The explorer who discovered the wreck of the Titanic has described the thrill as being like scaling Mount Everest, and how the Cold War enabled him to find the ship.
Dr Robert Ballard spoke to the PA news agency during a visit to Belfast to view the new gallery Ballard’s Quest, which tells the story of his discovery of the ship in 1985, 73 years after it sank.
Many had tried and failed to find the site, but Dr Ballard was not put off by the slim odds of success.
“I always saw the Titanic as a Mount Everest that no-one had been able to climb and so I was lucky to be the first to summit that mountain in life,” he said.
Dr Ballard made a number of attempts to find the ship. His first expedition was in October 1977, but it ended in failure after the deep sea salvage vessel broke.
To finance his efforts to find the Titanic he approached the US Navy in 1982.
They agreed to allow him to search for the Titanic if he was able to locate two missing nuclear submarines, which he did over a period of two years.
“When I first discovered the Titanic I couldn’t tell the truth about who really sponsored it, it was actually a top secret mission I was on,” he said.
“My country wanted me to make sure the Soviets didn’t know where it was.
“So I was able to convince (then US) president (Ronald) Reagan to let the Titanic be the cover because it was nearby, and so naturally when I did the initial exhibit here in Belfast, I couldn’t talk about it, but the military recently declassified that mission so I’m so glad that I can finally tell the truth.”
The new exhibition at Titanic Belfast includes the recordings from the expedition at the moment they found the first sign of debris that eventually led them to Titanic.
The team used a new technique to find the ship by tracking the debris field, and Dr Ballard discussed how they felt when they found that first part of the Titanic’s debris, a boiler that powered the ship.
“When we picked up the debris we said ‘well let’s see’, we didn’t know if it was Titanic debris,” he said.
“We looked and there it was and we then knew that we’d found the Titanic and we went a little crazy in there.”
Dr Ballard said the celebratory tone on board quickly changed.
“We realised we shouldn’t be dancing, so we stopped the ship and we went outside and had a memorial service,” he said.
“Before finding the Titanic it was lost, but when you find it you’re there, and the spot speaks to you. You’re in the very spot where this tragedy unfolded, it was very solemn.”
Dr Ballard found the ship more than two miles beneath the waves of the north Atlantic on September 1, 1985.
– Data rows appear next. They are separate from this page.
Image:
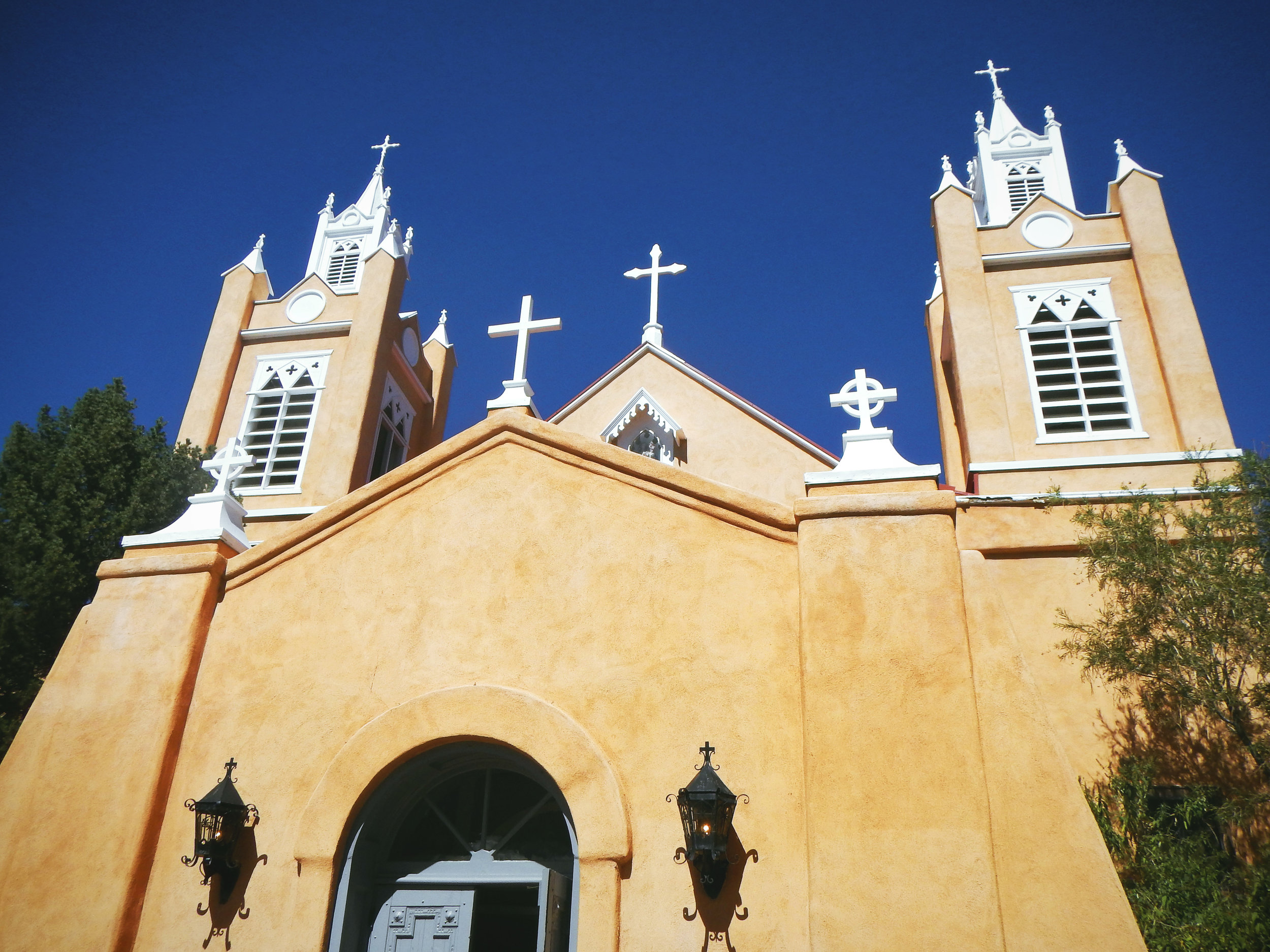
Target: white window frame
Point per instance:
(392, 395)
(314, 362)
(362, 237)
(644, 408)
(1095, 292)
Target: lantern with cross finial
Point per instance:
(220, 818)
(707, 808)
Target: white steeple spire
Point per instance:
(255, 262)
(346, 239)
(1014, 164)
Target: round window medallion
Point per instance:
(305, 306)
(410, 346)
(1048, 230)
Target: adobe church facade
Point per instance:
(460, 679)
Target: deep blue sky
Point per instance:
(785, 153)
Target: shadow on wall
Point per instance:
(717, 914)
(223, 914)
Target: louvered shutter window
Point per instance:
(1024, 181)
(278, 422)
(342, 270)
(394, 432)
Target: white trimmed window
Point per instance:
(342, 267)
(393, 437)
(1077, 374)
(643, 427)
(1024, 181)
(278, 423)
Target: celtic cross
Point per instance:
(863, 398)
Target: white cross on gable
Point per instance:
(863, 398)
(653, 331)
(522, 329)
(228, 465)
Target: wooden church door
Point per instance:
(423, 921)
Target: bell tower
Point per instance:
(328, 385)
(1066, 347)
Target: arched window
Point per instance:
(466, 847)
(342, 270)
(1024, 181)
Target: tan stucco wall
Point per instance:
(724, 443)
(400, 603)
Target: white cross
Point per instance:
(863, 398)
(387, 145)
(522, 329)
(228, 465)
(991, 73)
(653, 331)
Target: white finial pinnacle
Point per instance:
(384, 150)
(653, 331)
(992, 74)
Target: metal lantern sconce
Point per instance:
(219, 819)
(707, 808)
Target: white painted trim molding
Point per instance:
(290, 512)
(717, 389)
(327, 329)
(1058, 255)
(1077, 463)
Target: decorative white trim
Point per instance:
(285, 512)
(327, 329)
(1077, 463)
(896, 473)
(1058, 255)
(643, 403)
(1078, 496)
(717, 389)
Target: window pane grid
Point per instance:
(1077, 376)
(277, 433)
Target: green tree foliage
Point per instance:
(69, 489)
(1184, 634)
(1187, 616)
(1189, 893)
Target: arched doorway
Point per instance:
(466, 848)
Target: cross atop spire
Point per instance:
(388, 144)
(991, 73)
(653, 331)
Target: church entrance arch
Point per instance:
(466, 848)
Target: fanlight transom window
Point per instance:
(342, 267)
(1076, 365)
(278, 420)
(1024, 181)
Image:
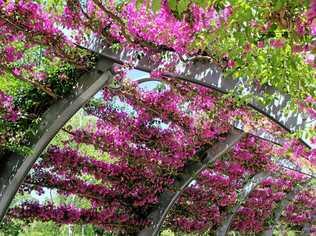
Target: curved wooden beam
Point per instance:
(53, 120)
(206, 74)
(190, 172)
(223, 229)
(277, 213)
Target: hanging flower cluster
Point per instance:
(7, 110)
(150, 135)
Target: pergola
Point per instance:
(14, 168)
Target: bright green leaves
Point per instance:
(182, 6)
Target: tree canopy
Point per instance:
(138, 142)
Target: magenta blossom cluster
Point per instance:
(7, 109)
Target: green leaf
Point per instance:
(156, 5)
(182, 6)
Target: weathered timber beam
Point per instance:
(53, 120)
(191, 171)
(223, 229)
(206, 74)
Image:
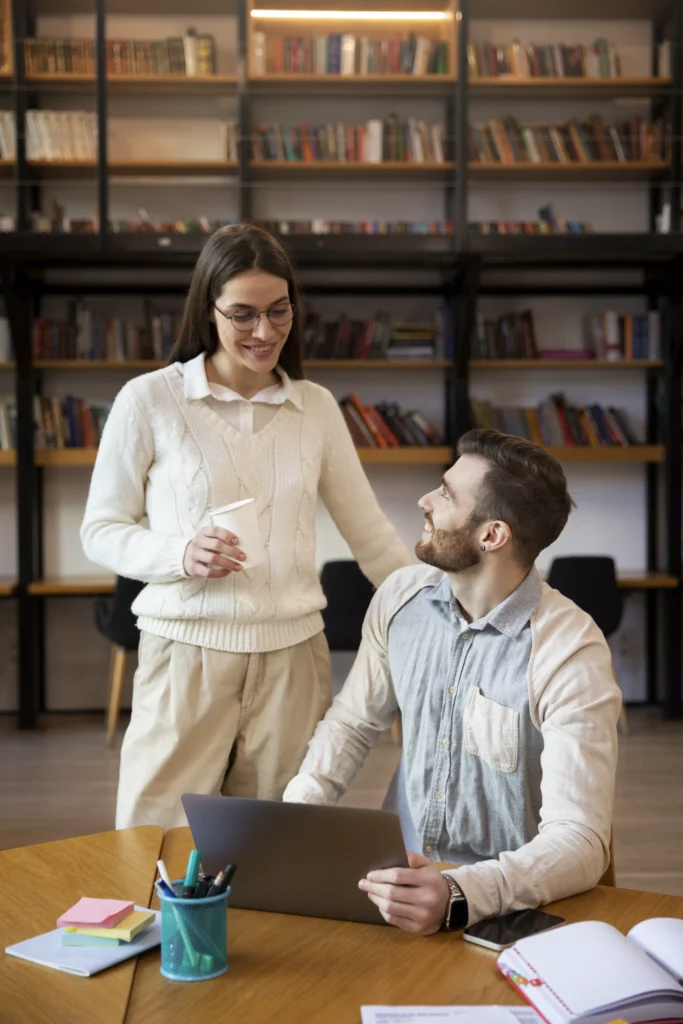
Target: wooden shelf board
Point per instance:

The oceanographer and explorer expressed his admiration for the exhibition dedicated to his work, but did say he asked for one detail to be added.
“Sitting there day after day it gets very, very tedious watching the camera going over mud, so we play music, and do you know what the music we were playing when we found the Titanic? I Heard It Through The Grapevine. So they’re going to add that music,” he said.
The mission to find the Titanic was marred by setbacks and Dr Ballard said: “I think the important thing to learn is that failure is a great teacher but passion keeps you going.”